The strongest version of this workflow is already in use: write a TLA+ or Lean specification, use it to drive test generation, use the tests to verify LLM-generated implementations against the spec. The formal spec becomes the ground truth. The model generates candidates; the spec rejects incorrect ones. At that point you have used the model as a compiler from informal description to code, with the formal spec doing the work that a type system or model checker would do in a more traditional setting.

The LLM context makes the cost of imprecision visible in a way that writing code yourself did not. An experienced developer who writes a vague spec produces code that mostly works because they carry the missing precision in their head. A model generating from the same vague spec produces code that compiles and runs and silently does the wrong thing. The feedback loop is faster and more painful, which turns out to be useful.

Where the Gradient Flattens

The thesis has real limits worth naming.

Performance is one. A spec that says “return the shortest path between two nodes” is precise about correctness but says nothing about whether to use Dijkstra, A*, or Bellman-Ford, or how to handle graphs with millions of nodes. Correctness and efficiency are orthogonal specifications, and the efficiency specification is considerably harder to write formally. Liquid Haskell and Dafny can encode complexity bounds in some cases, but this remains research territory for most practical applications.

Concurrency is another. The Go memory model and the C++ memory model are both precise and published specifications. Writing code that correctly implements them is still genuinely difficult, partly because the specifications describe guarantees the hardware provides under conditions that are hard to reason about compositionally. TLA+ handles this better than most tools, which is exactly why AWS uses it for distributed protocol design.

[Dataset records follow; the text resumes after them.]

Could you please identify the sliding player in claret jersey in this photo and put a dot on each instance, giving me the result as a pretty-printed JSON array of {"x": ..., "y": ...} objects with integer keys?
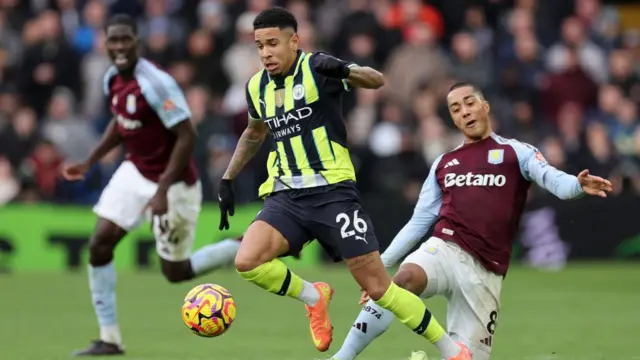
[
  {"x": 310, "y": 193},
  {"x": 158, "y": 179},
  {"x": 474, "y": 197}
]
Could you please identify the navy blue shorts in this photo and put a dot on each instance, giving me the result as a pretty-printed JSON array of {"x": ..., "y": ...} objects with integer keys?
[{"x": 330, "y": 214}]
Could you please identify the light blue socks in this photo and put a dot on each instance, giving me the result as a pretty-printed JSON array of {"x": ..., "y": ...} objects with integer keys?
[{"x": 102, "y": 282}]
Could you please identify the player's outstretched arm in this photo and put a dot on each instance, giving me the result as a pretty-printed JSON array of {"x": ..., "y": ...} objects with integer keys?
[
  {"x": 365, "y": 77},
  {"x": 565, "y": 186},
  {"x": 110, "y": 139},
  {"x": 250, "y": 142},
  {"x": 424, "y": 216},
  {"x": 356, "y": 76}
]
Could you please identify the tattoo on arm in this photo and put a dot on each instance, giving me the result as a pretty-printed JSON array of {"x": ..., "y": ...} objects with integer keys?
[{"x": 248, "y": 145}]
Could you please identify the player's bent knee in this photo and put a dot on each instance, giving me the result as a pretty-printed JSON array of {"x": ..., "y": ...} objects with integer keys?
[
  {"x": 412, "y": 278},
  {"x": 101, "y": 249},
  {"x": 244, "y": 264},
  {"x": 370, "y": 274},
  {"x": 261, "y": 244}
]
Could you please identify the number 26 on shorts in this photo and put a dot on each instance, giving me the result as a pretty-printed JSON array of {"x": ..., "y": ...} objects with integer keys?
[{"x": 357, "y": 228}]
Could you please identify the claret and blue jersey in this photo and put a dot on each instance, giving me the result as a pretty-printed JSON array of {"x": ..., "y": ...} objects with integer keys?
[
  {"x": 475, "y": 195},
  {"x": 145, "y": 108},
  {"x": 304, "y": 115}
]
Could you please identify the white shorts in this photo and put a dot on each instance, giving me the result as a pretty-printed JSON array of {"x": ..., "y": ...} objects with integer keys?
[
  {"x": 473, "y": 293},
  {"x": 124, "y": 199}
]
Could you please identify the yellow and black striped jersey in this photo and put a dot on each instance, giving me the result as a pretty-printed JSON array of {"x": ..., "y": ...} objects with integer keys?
[{"x": 303, "y": 111}]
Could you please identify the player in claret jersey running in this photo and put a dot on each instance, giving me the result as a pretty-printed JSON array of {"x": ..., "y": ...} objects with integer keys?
[
  {"x": 157, "y": 180},
  {"x": 474, "y": 196}
]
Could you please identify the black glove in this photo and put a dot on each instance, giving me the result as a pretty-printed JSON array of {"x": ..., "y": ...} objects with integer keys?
[
  {"x": 330, "y": 66},
  {"x": 227, "y": 203}
]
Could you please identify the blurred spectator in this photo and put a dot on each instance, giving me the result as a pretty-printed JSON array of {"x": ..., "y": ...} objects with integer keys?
[
  {"x": 590, "y": 57},
  {"x": 48, "y": 62},
  {"x": 240, "y": 62},
  {"x": 20, "y": 137},
  {"x": 94, "y": 17},
  {"x": 602, "y": 22},
  {"x": 569, "y": 84},
  {"x": 206, "y": 62},
  {"x": 624, "y": 127},
  {"x": 9, "y": 186},
  {"x": 476, "y": 25},
  {"x": 402, "y": 73},
  {"x": 94, "y": 65},
  {"x": 71, "y": 135},
  {"x": 561, "y": 75},
  {"x": 468, "y": 64},
  {"x": 10, "y": 49},
  {"x": 407, "y": 12},
  {"x": 623, "y": 75},
  {"x": 158, "y": 25},
  {"x": 42, "y": 169}
]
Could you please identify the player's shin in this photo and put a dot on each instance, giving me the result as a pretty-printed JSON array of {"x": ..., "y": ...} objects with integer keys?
[
  {"x": 213, "y": 256},
  {"x": 412, "y": 312},
  {"x": 371, "y": 323},
  {"x": 102, "y": 281},
  {"x": 276, "y": 278}
]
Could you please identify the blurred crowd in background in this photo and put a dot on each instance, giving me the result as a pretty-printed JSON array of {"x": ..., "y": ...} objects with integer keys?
[{"x": 561, "y": 75}]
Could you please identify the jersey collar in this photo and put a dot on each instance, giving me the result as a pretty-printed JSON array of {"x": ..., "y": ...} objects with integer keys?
[{"x": 292, "y": 71}]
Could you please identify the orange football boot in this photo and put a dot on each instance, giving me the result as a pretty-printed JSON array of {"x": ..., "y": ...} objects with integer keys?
[
  {"x": 464, "y": 353},
  {"x": 320, "y": 325}
]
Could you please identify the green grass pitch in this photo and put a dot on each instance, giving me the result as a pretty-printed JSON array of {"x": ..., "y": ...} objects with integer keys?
[{"x": 586, "y": 312}]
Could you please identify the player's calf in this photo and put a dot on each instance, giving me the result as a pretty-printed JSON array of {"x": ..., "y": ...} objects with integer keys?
[
  {"x": 102, "y": 282},
  {"x": 256, "y": 261},
  {"x": 177, "y": 271},
  {"x": 104, "y": 240},
  {"x": 369, "y": 272}
]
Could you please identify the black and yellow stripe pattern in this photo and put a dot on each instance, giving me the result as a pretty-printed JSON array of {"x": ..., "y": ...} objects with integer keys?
[{"x": 309, "y": 136}]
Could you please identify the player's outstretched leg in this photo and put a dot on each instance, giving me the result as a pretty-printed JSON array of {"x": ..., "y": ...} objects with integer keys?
[
  {"x": 102, "y": 281},
  {"x": 371, "y": 275},
  {"x": 257, "y": 262},
  {"x": 203, "y": 261},
  {"x": 374, "y": 320}
]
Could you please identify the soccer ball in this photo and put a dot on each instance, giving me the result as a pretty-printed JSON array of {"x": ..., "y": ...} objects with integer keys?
[{"x": 208, "y": 310}]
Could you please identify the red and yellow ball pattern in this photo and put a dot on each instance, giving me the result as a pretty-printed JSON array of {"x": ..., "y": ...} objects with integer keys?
[{"x": 208, "y": 310}]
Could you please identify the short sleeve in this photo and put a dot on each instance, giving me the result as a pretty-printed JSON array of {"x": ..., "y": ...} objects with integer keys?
[
  {"x": 164, "y": 96},
  {"x": 330, "y": 85},
  {"x": 253, "y": 113}
]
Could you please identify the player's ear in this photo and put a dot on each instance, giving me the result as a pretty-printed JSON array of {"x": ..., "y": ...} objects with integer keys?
[{"x": 294, "y": 41}]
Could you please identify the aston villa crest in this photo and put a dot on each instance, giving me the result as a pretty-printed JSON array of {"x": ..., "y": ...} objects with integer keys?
[{"x": 495, "y": 156}]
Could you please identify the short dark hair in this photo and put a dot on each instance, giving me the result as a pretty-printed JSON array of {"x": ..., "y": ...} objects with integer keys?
[
  {"x": 122, "y": 19},
  {"x": 465, "y": 84},
  {"x": 275, "y": 17}
]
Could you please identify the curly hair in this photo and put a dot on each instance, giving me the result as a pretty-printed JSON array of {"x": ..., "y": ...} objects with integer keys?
[
  {"x": 122, "y": 19},
  {"x": 275, "y": 17}
]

There are also requirements that resist formalization: “the interface should feel responsive,” “the error message should be helpful.” Converting these into formal specs requires making choices about what “responsive” and “helpful” mean, choices that embed assumptions about users and contexts. Some of those choices can be stated explicitly; others remain irreducibly informal.

The Practical Upshot

The useful takeaway from Gonzalez’s argument is not that everyday software needs proof assistants. It is that the gap between specification and implementation is a gradient, and you can move along it deliberately. The tools span a wide range of cost and rigor: a TypeScript interface, a Zod schema, a QuickCheck property suite, a Liquid Haskell annotation, a TLA+ model, a Lean proof. Each step up that gradient makes more of your specification machine-checkable and less dependent on programmer attention at review time.

When you write a comment describing what a function should do, you can ask whether that comment could be a type annotation, a property test, or a precondition instead. Not every informal description translates cleanly, but more do than most codebases reflect. Each conversion moves the spec closer to the code and leaves something that can be checked mechanically rather than re-read carefully at each change.

The threshold where spec becomes code is not fixed; it depends on the tools available. Better type systems, better property testing frameworks, and better verification tooling all lower it. The argument has been available since Eiffel; the tools to act on it have been getting steadily better. The gradient has always been there. What changes is how far up it you can afford to go, and with LLM-generated code, how much it costs when you stop too early.